Je souhaitais explorer un format très codifié dans l’univers de l’affiche culturelle et éditoriale : un titre dominant en haut du cadre, un élément central unique qui attire immédiatement l’attention, et tout le reste — générique, détails, informations secondaires — trouvant sa place sans entrer en concurrence pour capter le regard. C’est un format doté d’une logique interne stricte, et travailler dans ce cadre impliquait d’accepter les contraintes plutôt que de les combattre. Le sujet semblait d’une simplicité trompeuse : des mandarines, un fruit, un objet du quotidien. Mais cette simplicité apparente du sujet contribue justement à rendre le format intéressant. Lorsque l’image centrale est familière, la conception doit redoubler d’efforts pour la mettre en valeur, pour qu’elle donne l’impression d’avoir été mûrement réfléchie et délibérée plutôt qu’arbitraire. Je me suis rapidement rendu compte que le véritable travail n’avait pratiquement rien à voir avec le fruit lui-même.
Dans Photoshop, j’ai utilisé un effet de seuil pour décomposer et aplatir l’image d’origine, en supprimant son aspect naturel pour la faire évoluer vers quelque chose de plus graphique et de plus construit. Des masques et des calques de bruit ont ensuite permis de réintroduire une qualité de matière — quelque chose qui se rapprochait davantage de l’encre sur papier que d’une photographie numérique, presque imprimé plutôt que rendu. Le principal défi consistait à faire en sorte que tous les éléments fonctionnent comme un tout cohérent : le titre dominant, l’image traitée, les choix typographiques, la texture de l’arrière-plan. Aucun de ces éléments ne pouvait être traité isolément — chacun influençait les autres, et trouver les bonnes relations entre eux a nécessité de nombreuses itérations. Plus que tout, ce projet a renforcé une idée à laquelle je reviens souvent : le design n’est pas avant tout une question d’ajout. Il s’agit de savoir quand ce qui est déjà là suffit, et d’avoir la discipline de s’arrêter avant que cela ne devienne trop.

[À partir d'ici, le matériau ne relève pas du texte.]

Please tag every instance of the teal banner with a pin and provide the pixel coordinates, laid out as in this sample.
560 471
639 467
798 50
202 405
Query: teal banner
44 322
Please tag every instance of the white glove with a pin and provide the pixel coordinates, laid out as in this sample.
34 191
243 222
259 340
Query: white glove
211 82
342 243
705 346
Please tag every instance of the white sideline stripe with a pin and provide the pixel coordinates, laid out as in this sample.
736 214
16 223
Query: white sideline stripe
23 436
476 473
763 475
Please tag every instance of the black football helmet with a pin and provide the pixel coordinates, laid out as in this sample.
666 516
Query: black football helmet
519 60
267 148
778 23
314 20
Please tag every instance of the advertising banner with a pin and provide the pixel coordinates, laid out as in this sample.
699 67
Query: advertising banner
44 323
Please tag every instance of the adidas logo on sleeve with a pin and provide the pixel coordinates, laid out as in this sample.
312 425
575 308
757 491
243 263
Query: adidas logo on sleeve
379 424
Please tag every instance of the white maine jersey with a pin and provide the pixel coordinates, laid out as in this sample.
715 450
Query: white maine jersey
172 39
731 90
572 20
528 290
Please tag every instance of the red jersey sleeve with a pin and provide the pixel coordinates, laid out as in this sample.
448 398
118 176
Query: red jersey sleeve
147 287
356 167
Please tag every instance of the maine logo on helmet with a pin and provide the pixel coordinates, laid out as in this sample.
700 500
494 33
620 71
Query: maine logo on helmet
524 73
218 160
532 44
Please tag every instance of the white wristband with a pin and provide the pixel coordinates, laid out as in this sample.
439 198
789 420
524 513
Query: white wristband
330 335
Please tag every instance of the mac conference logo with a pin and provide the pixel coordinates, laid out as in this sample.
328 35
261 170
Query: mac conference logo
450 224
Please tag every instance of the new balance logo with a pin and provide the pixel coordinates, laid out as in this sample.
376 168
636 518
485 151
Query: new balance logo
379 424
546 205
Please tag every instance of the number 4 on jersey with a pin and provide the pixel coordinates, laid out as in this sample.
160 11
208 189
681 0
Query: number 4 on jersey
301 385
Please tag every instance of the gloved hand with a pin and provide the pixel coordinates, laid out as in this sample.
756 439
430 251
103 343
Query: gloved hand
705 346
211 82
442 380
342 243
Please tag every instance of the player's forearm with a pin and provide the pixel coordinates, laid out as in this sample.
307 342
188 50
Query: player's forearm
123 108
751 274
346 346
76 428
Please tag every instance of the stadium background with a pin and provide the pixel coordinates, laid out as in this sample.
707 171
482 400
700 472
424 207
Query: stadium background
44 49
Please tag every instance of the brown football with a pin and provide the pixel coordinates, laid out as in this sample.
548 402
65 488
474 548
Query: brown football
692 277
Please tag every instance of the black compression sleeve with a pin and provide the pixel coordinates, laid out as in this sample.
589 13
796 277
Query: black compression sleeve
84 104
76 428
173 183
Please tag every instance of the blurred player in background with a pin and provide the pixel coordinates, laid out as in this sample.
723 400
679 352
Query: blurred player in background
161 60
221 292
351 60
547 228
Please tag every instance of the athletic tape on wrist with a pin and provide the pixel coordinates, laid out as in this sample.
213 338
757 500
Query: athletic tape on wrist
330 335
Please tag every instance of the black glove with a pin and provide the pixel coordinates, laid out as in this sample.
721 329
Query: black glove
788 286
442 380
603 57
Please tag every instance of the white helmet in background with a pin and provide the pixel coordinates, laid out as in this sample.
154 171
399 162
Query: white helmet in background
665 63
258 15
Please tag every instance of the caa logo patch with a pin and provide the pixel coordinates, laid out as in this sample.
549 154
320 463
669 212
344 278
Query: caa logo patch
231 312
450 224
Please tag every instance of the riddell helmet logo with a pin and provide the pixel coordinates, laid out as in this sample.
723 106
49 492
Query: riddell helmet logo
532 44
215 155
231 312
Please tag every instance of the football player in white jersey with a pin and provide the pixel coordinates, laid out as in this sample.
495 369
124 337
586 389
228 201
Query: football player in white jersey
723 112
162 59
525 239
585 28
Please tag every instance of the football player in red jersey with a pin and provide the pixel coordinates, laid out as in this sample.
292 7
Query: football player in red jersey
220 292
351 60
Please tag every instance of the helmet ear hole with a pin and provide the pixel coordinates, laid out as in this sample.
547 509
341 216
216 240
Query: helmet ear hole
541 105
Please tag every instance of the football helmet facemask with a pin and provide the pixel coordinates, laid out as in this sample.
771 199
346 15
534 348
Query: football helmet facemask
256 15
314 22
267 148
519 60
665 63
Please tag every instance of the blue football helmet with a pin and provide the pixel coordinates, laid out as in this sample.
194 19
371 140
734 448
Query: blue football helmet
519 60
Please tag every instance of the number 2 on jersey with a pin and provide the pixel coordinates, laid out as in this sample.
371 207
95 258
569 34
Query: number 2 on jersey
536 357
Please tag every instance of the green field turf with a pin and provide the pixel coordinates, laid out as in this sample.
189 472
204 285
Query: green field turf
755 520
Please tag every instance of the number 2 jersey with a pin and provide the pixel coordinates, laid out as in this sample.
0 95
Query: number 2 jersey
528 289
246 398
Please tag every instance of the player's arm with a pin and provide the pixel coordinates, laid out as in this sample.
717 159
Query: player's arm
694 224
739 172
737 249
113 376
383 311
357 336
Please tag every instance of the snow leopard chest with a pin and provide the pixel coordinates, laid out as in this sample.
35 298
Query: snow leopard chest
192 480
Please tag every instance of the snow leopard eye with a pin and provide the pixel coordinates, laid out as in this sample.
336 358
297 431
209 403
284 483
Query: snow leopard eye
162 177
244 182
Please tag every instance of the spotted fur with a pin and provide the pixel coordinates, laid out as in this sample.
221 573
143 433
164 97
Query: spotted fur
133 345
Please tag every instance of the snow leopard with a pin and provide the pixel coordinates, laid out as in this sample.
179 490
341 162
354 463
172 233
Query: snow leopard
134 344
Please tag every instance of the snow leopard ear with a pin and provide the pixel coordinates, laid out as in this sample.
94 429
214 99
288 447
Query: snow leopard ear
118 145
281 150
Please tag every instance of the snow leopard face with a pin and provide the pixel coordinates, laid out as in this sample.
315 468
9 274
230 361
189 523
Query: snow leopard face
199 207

L'inversion de la palette modifie complètement le registre de l'affiche. Ce qui était sombre et chargé d'encre devient clair et aérien : la mandarine traitée par effet de seuil se détache désormais sur le blanc au lieu de s'y fondre, et la planéité graphique de l'effet est perçue différemment lorsque le contraste est inversé. Même image, même structure, mais une surface complètement différente. Cela ne modifie pas le propos de l’original, mais cela permet de vérifier dans quelle mesure ce propos reposait sur l’obscurité — et la réponse est : dans une très large mesure.